Savvy salespeople have known for a while that the tables have turned and that buyers now control the sales process. From conducting research independently to demanding timely, personalized sales and marketing content in the later stages of the buyer journey, buyers haven’t just turned the sales funnel on its head; they’ve changed the definition of success for sales teams.
These shifts are pushing sales teams to seek and use new types of solutions that provide valuable prospect and customer insights throughout the buyer journey. But sales leaders are learning that the earlier salespeople can gain visibility into buyer behavior, the more likely they are to build better, more meaningful customer experiences.
Using Data
Critical data can be derived from every single touchpoint throughout the buyer journey. The real challenge, however, is enabling salespeople to access and interpret early-stage data. Solutions that provide data on how often a prospect views top-of-funnel sales and marketing content, which types of content they prefer to consume, and the devices they use to view that content can offer valuable clues to salespeople on how to guide buyers toward the next stages of the buyer journey. A salesperson who knows, for instance, that a buyer prefers to read shorter product content on a mobile device can personalize documents like proposals more quickly and easily.
Making Connections
Data has the potential to be powerful, but only if salespeople know what to do with it. Because 94 percent of B2B buyers conduct online research at some point in the buying process, it’s critical that once salespeople determine how to personalize the content they deliver, they also use it to connect with prospects and address their pain points.

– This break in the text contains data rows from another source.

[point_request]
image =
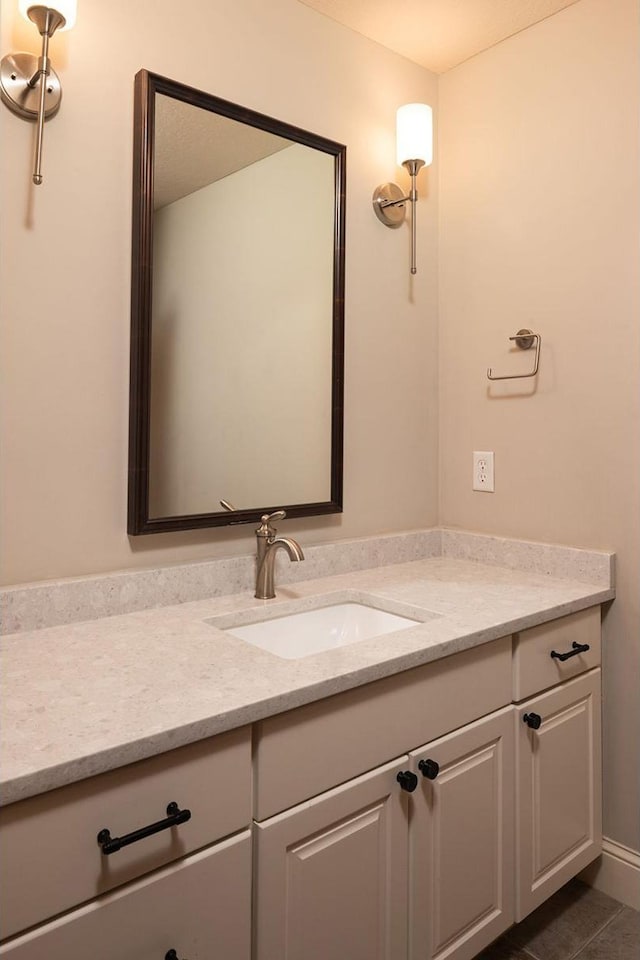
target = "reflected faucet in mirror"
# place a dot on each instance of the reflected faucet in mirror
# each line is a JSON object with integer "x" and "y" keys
{"x": 268, "y": 545}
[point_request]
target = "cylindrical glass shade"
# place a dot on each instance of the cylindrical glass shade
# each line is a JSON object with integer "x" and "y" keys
{"x": 414, "y": 133}
{"x": 68, "y": 9}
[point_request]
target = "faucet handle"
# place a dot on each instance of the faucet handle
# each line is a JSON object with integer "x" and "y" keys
{"x": 265, "y": 529}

Personalization is just the first part of enabling the buyer journey; it’s up to salespeople to demonstrate they can solve a buyer’s problem, and to develop meaningful dialogue that leads to later stages in the sales process. According to HubSpot, one of the three most important salesperson behavioral traits is knowledge–of a prospect’s needs, as well as their own product and its ability to solve problems.
Closing Business
Speed is of the essence for salespeople: delivering the right content quickly and being available to answer prospect questions can make the difference between closing a deal and losing to a competitor. It’s here that early visibility can make the most impact, and not just with a single buyer. Sales teams that use analytics to build accurate forecasting can use that same data to determine how certain types of buyers will behave. And when salespeople have access to that data early in the sales cycle, they can help set a path for buyers that leads to them becoming customers.
The amount of information sales teams can learn about prospects is growing, and that means the need to gain prospect visibility at the start of the buyer journey is more important than ever. Salespeople armed with the tools and insight to help prospects make the right decisions will close better deals and retain better customers.